This November, Michiganians will be asked to vote yes or no on proposal 1, which will institute a constitutional convention if passed. This proposal is mandatory, since the current Michigan constitution requires voters to vote on whether or not to hold a constitutional convention once every 16 years. Backers and opponents are lining up on either side of this proposal, and I’d like to take a look at the arguments and the merit (or lack thereof) behind them.
I’ll start off with the supporters of the proposal. The supporters I have spoken with claim that Michigan’s current constitution is out of date, as it was drafted at a time (1963) when the state’s economy was heavily manufacturing-based. They feel that the state is so different economically that a new constitution is needed to bring Michigan into the 21st century.

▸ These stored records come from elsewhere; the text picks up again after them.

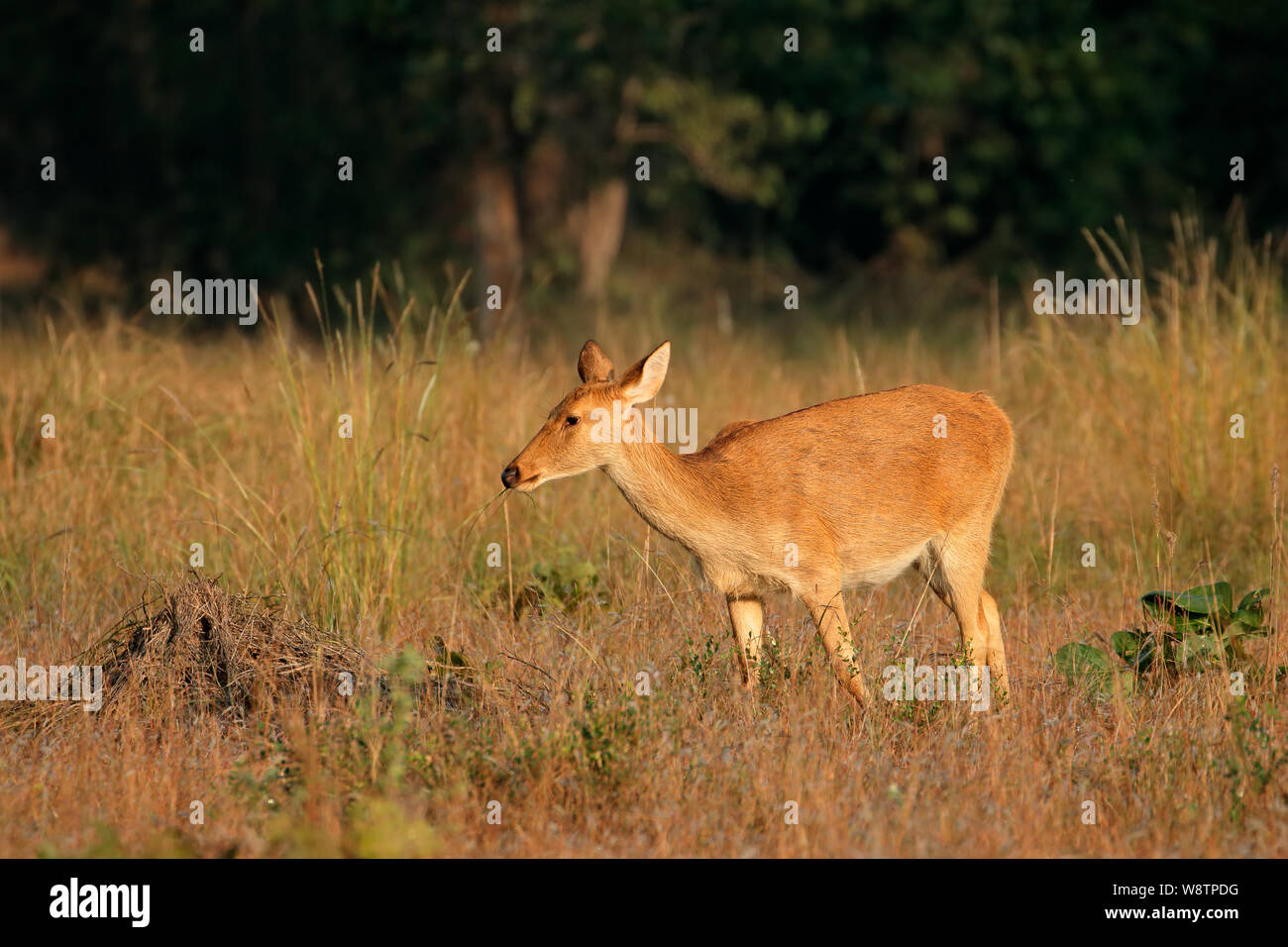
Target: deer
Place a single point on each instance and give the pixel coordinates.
(849, 492)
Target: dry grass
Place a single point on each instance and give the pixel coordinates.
(162, 442)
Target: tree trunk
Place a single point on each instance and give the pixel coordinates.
(500, 245)
(601, 221)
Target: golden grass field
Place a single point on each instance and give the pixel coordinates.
(165, 440)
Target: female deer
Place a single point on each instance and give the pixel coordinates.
(848, 492)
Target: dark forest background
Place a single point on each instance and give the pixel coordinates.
(520, 163)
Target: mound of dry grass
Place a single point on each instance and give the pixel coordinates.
(198, 650)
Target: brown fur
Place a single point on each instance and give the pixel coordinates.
(848, 492)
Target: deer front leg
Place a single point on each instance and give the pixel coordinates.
(747, 616)
(828, 612)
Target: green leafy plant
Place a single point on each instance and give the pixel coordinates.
(1186, 631)
(566, 583)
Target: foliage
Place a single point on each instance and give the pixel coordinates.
(1188, 631)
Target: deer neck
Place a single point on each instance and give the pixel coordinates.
(666, 491)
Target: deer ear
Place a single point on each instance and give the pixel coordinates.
(592, 365)
(645, 376)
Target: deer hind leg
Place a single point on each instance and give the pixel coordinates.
(954, 570)
(833, 630)
(747, 616)
(996, 651)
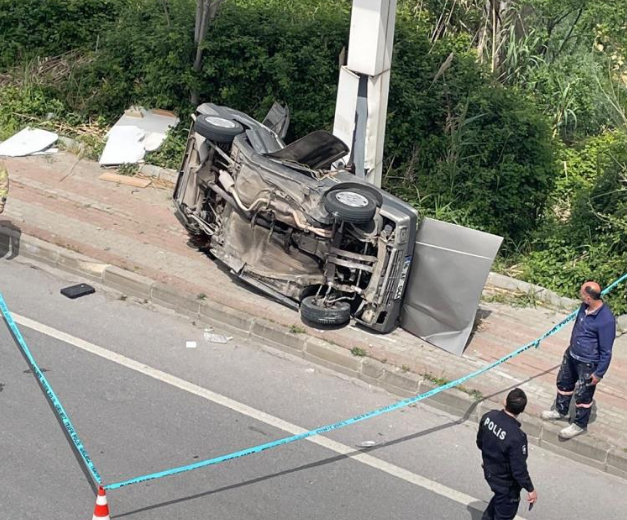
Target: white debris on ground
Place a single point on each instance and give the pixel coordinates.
(215, 338)
(29, 141)
(138, 131)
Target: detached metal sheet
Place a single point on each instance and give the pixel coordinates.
(450, 267)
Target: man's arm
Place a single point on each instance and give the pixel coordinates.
(480, 434)
(4, 185)
(518, 465)
(606, 335)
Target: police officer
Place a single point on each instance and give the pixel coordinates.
(504, 450)
(4, 185)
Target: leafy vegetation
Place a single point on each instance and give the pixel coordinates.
(509, 116)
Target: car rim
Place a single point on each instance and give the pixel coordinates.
(351, 199)
(221, 122)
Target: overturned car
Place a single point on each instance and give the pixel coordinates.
(283, 220)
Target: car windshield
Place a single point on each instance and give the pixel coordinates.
(317, 151)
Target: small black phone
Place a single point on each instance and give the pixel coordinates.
(76, 291)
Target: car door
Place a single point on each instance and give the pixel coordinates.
(449, 270)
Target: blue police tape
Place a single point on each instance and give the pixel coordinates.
(52, 397)
(58, 407)
(359, 418)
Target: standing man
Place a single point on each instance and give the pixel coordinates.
(4, 185)
(504, 450)
(585, 361)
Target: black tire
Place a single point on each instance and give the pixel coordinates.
(335, 315)
(350, 204)
(218, 129)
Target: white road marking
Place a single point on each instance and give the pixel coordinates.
(339, 448)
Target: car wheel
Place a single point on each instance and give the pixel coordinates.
(217, 128)
(314, 311)
(351, 205)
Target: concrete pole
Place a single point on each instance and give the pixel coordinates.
(362, 99)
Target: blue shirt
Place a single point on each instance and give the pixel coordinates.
(593, 337)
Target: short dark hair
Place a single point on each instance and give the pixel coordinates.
(516, 401)
(593, 294)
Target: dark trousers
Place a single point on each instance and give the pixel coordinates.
(573, 379)
(504, 503)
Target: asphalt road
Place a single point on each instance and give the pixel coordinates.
(143, 402)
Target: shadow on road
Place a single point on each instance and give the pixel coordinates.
(330, 460)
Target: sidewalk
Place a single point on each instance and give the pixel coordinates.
(59, 199)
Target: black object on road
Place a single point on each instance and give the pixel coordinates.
(76, 291)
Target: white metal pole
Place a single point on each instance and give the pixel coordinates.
(362, 99)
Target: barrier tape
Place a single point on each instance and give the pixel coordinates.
(52, 397)
(280, 442)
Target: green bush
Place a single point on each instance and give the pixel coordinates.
(30, 28)
(585, 235)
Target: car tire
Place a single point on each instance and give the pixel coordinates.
(218, 129)
(337, 314)
(351, 204)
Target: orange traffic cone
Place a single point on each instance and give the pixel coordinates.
(101, 512)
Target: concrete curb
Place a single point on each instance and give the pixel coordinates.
(512, 285)
(586, 449)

The opposition claims that the problem lies not with the constitution but instead with the politicians who are continually acting irresponsibly. Those I talked with claim that until you get better people in government, no constitution in the world is ever going to make things better. They believe that our energies are better spent getting the right people in office.
Now let me take a look at these arguments and see how much sense they make. On the side of the supporters, it seems to make sense to change something. After all, Michigan is suffering economically in part due to our dependence on manufacturing, particularly automobile manufacturing. If a new constitution can somehow bring in more varied types of jobs, I think most voters would welcome it. However, I don’t believe a new constitution is some sort of magic wand that we can wave that will make Michigan’s economic woes disappear.
On the opposition side, I agree with the assertion that no matter what rules are in place, if you get crooked people in office, they will find a way to break them. In my opinion, however, this has more to due with the failure of a two-party system of government. How can you get good people into office if all you have to vote for are two people that have had to make a ton of shady deals to get their party’s nominations?
So it seems to me that both the opposition and the supporters of proposal 1 have some wisdom in their arguments. I have to ask this question, though: Why can’t both concerns be addressed? A new constitution and less corrupt politicians are not mutually exclusive. They should be able to coexist peacefully. I would suggest to Michigan voters to vote yes on proposal 1 AND get involved in getting more decent candidates on the ballots. Whether or not proposal 1 is passed this fall, however, let’s all hope that Michigan gets some politicians elected that care enough about its citizens to make the tough choices that will get our state moving again.